Entre a correria de fim de ano e o desejo de começar 2026 com algo novo, há uma velha conhecida que lidera as vendas da Black Friday e do Natal ano após ano: a televisão - mesmo 75 anos depois e diante de um mercado cada vez mais fragmentado por novas tecnologias como dispositivos móveis e telas individuais.
Presente em quase todos os lares brasileiros, a TV segue como o principal dispositivo de consumo audiovisual dentro de casa, especialmente em períodos de maior apelo promocional.
O comportamento do consumidor reforça esse movimento. Na Black Friday de 2025, a categoria de televisores foi um dos destaques do e-commerce brasileiro, registrando faturamento de R$ 443,2 milhões. Os números indicam uma demanda crescente por modelos de maior valor agregado e telas maiores.

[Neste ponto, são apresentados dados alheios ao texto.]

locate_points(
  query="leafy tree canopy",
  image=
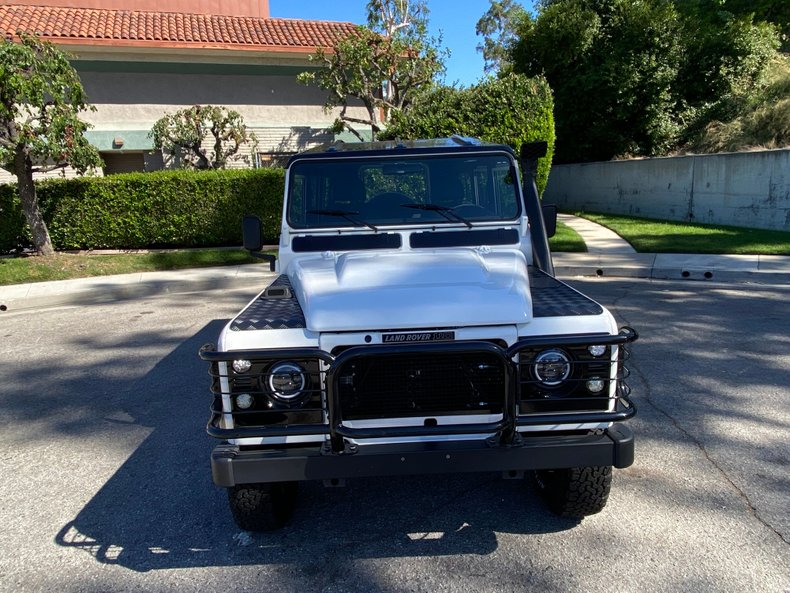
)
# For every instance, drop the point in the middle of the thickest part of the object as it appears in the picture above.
(382, 65)
(635, 76)
(498, 28)
(40, 98)
(512, 109)
(183, 135)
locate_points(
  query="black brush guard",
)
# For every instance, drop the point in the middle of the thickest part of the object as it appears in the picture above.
(507, 450)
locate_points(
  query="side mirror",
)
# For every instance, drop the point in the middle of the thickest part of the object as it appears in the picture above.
(549, 212)
(252, 232)
(252, 238)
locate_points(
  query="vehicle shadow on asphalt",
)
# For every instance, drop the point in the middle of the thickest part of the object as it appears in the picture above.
(160, 509)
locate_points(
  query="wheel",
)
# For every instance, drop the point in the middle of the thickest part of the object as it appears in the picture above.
(262, 507)
(575, 492)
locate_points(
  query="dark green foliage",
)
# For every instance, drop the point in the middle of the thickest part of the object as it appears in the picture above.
(511, 110)
(637, 77)
(139, 210)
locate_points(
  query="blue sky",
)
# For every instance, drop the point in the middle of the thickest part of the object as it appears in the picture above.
(456, 19)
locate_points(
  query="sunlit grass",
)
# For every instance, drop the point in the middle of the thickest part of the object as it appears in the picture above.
(657, 236)
(63, 266)
(566, 239)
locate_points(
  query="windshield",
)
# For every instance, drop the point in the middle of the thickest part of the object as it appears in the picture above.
(412, 190)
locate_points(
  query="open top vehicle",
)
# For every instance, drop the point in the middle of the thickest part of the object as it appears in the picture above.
(416, 327)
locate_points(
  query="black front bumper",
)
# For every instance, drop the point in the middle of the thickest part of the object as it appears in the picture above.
(231, 465)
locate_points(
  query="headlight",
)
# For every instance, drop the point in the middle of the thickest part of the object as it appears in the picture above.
(595, 385)
(597, 350)
(242, 366)
(244, 401)
(552, 367)
(286, 381)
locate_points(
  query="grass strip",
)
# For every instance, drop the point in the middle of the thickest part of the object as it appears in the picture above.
(567, 240)
(661, 236)
(64, 266)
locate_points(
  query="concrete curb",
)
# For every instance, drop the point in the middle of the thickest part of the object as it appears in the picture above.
(108, 289)
(714, 268)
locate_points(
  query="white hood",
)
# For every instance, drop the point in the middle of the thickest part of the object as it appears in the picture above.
(447, 288)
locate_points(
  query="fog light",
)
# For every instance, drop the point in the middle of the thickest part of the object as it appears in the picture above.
(595, 385)
(242, 366)
(286, 381)
(597, 350)
(244, 401)
(552, 367)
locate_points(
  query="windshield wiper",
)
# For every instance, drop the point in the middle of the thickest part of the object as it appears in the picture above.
(443, 210)
(347, 214)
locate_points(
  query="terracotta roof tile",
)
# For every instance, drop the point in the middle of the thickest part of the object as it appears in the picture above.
(122, 27)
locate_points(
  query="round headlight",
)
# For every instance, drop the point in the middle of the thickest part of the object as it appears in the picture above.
(242, 366)
(597, 350)
(244, 401)
(595, 385)
(552, 367)
(286, 381)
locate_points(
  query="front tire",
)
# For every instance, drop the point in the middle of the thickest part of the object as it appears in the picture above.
(262, 507)
(575, 492)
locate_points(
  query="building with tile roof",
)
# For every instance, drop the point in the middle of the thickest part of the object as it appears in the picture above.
(138, 63)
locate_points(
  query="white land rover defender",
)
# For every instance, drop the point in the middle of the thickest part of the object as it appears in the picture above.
(416, 327)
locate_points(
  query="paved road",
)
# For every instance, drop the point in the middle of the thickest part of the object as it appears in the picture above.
(105, 483)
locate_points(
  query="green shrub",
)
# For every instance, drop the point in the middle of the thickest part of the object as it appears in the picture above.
(511, 110)
(160, 209)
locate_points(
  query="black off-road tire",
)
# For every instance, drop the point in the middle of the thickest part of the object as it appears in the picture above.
(575, 492)
(262, 507)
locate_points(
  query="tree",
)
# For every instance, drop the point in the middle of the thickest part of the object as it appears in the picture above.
(631, 76)
(499, 26)
(511, 109)
(383, 65)
(183, 134)
(40, 98)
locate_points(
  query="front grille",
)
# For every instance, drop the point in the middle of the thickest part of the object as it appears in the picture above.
(425, 384)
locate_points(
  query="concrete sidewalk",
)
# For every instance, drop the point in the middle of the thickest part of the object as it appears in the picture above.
(608, 256)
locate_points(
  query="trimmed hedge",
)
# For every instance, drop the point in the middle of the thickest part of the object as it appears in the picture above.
(511, 110)
(143, 210)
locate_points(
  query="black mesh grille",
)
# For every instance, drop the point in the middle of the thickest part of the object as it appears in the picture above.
(404, 385)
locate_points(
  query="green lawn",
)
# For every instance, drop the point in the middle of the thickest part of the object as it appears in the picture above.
(656, 236)
(647, 236)
(566, 239)
(63, 266)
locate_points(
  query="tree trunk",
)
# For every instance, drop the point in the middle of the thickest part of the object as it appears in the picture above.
(23, 168)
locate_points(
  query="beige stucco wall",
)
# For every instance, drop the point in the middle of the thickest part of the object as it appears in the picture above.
(285, 115)
(136, 100)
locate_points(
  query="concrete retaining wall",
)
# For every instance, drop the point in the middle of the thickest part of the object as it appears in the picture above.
(748, 189)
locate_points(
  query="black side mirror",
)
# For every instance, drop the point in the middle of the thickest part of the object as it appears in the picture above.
(549, 212)
(252, 232)
(252, 238)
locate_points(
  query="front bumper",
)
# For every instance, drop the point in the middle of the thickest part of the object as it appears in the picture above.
(231, 464)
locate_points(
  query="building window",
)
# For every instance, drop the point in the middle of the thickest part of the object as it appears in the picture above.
(272, 159)
(123, 162)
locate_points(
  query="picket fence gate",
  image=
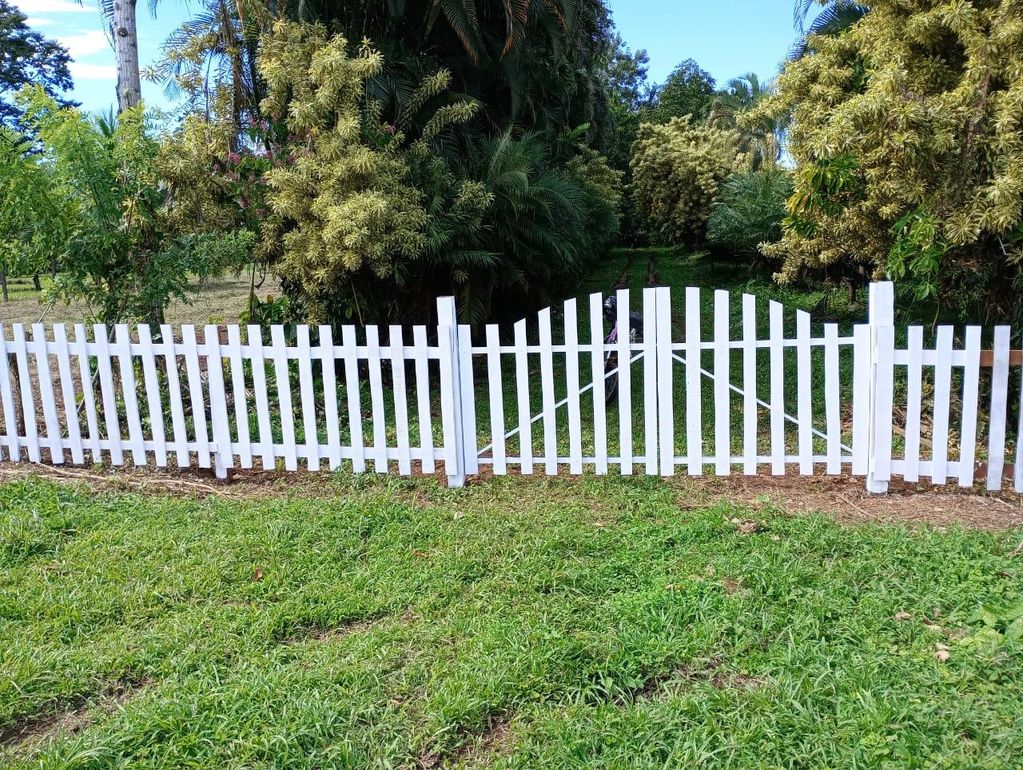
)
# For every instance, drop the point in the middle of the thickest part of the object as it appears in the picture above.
(537, 400)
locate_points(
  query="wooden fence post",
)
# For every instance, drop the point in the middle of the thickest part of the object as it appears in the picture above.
(881, 320)
(451, 400)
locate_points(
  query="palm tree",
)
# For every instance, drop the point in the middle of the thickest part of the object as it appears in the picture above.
(761, 137)
(219, 43)
(834, 17)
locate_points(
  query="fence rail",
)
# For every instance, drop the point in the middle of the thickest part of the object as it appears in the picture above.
(717, 387)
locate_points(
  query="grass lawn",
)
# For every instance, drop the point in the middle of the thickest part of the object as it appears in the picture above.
(535, 624)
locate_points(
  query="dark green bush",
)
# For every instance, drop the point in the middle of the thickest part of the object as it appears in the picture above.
(748, 211)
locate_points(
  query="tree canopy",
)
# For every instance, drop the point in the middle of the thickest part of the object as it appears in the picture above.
(28, 58)
(906, 137)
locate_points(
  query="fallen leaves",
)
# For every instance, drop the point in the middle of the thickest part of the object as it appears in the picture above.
(748, 526)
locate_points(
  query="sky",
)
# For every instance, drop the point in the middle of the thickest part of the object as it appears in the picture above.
(727, 38)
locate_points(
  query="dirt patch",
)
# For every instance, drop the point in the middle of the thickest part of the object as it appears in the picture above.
(334, 633)
(479, 752)
(31, 732)
(843, 497)
(847, 500)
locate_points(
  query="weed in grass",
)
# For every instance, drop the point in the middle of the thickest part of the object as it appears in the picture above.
(528, 624)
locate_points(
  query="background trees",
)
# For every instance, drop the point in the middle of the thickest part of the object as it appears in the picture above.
(677, 169)
(27, 58)
(908, 153)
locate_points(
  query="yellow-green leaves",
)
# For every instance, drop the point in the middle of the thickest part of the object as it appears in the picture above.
(677, 168)
(926, 98)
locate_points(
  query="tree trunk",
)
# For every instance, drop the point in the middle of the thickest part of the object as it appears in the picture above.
(126, 53)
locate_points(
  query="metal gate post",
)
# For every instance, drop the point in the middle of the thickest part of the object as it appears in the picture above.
(451, 403)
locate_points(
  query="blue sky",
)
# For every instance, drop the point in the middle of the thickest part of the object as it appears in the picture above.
(727, 38)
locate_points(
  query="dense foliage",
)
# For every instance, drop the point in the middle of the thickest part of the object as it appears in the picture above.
(748, 212)
(907, 141)
(97, 200)
(677, 168)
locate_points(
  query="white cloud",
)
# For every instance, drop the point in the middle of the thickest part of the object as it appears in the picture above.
(53, 6)
(85, 43)
(80, 71)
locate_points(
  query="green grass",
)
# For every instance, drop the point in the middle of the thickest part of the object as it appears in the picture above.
(533, 624)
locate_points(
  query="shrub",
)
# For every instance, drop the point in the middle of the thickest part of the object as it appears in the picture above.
(909, 162)
(748, 212)
(676, 170)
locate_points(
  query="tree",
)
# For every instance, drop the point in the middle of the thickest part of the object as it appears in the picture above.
(110, 219)
(27, 57)
(908, 153)
(688, 90)
(677, 168)
(833, 17)
(761, 135)
(125, 29)
(748, 212)
(211, 58)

Esse interesse já vinha se desenhando ao longo do ano. No primeiro semestre de 2025, a busca por TVs acima de 75 polegadas cresceu 37% em relação ao mesmo período de 2024, segundo a GfK. Na Black Friday, as vendas desses modelos voltaram a se destacar, com relatos de estoques quase esgotados em alguns mercados. Ainda que os modelos mais vendidos sigam em faixas de preço mais acessíveis, o avanço das telas maiores aponta para uma mudança clara nas expectativas do consumidor.

A ampliação do tamanho das telas e o investimento em tecnologias de imagem e som acompanham a consolidação da casa como principal espaço de consumo de conteúdo audiovisual. Com o avanço do streaming e o aumento do tempo dedicado ao entretenimento doméstico, atributos como qualidade de imagem e áudio passaram a ter peso maior na decisão de compra.

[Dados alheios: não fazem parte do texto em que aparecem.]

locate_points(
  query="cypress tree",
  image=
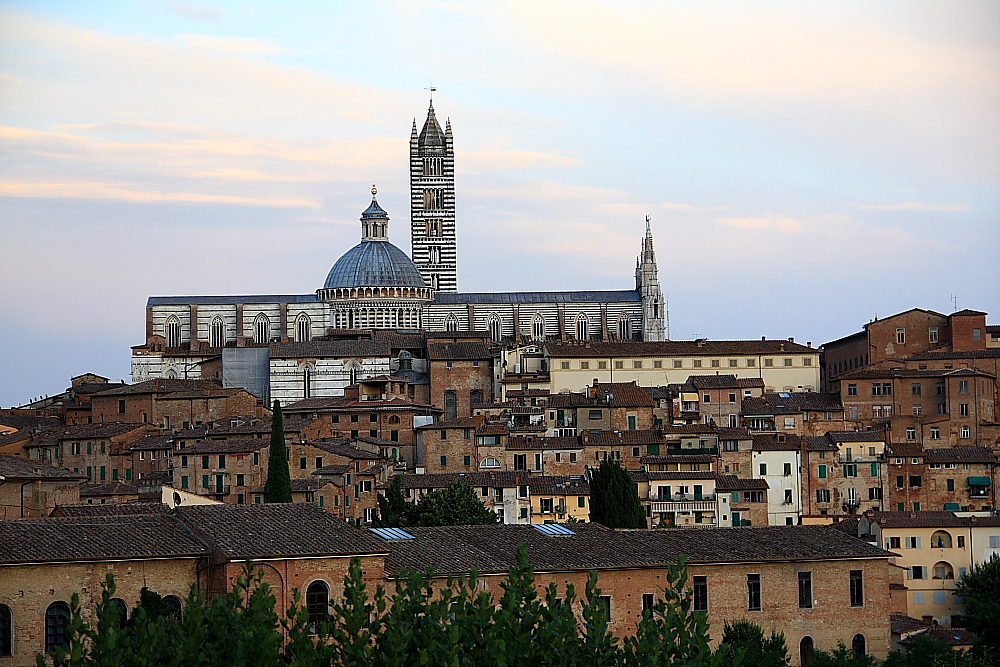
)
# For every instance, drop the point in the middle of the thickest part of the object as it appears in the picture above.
(614, 498)
(278, 488)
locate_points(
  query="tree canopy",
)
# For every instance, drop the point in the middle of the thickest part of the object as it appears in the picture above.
(454, 505)
(278, 487)
(614, 498)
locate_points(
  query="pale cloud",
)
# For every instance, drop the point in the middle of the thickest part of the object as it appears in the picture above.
(199, 12)
(238, 45)
(769, 221)
(913, 206)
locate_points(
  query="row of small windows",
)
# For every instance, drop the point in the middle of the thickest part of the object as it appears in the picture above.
(57, 619)
(217, 330)
(581, 327)
(677, 363)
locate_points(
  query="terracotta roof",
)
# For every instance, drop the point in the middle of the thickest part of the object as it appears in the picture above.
(155, 442)
(932, 520)
(244, 446)
(110, 509)
(733, 483)
(160, 386)
(331, 348)
(556, 485)
(770, 442)
(460, 351)
(17, 467)
(96, 538)
(786, 403)
(493, 549)
(440, 480)
(237, 532)
(677, 458)
(676, 348)
(888, 374)
(112, 489)
(960, 455)
(623, 395)
(460, 422)
(619, 438)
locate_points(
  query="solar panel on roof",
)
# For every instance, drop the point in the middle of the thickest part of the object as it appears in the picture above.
(553, 529)
(392, 533)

Mais do que acesso ao conteúdo, o consumidor passou a buscar qualidade de experiência. A popularidade de transmissões esportivas, séries e filmes vistos em casa elevou a expectativa sobre imagem e som, aproximando o consumo doméstico da sensação de estar no cinema ou em um evento ao vivo. Quanto maior o envolvimento com o conteúdo, maior a disposição para investir em telas maiores e tecnologias que ampliem a sensação de imersão.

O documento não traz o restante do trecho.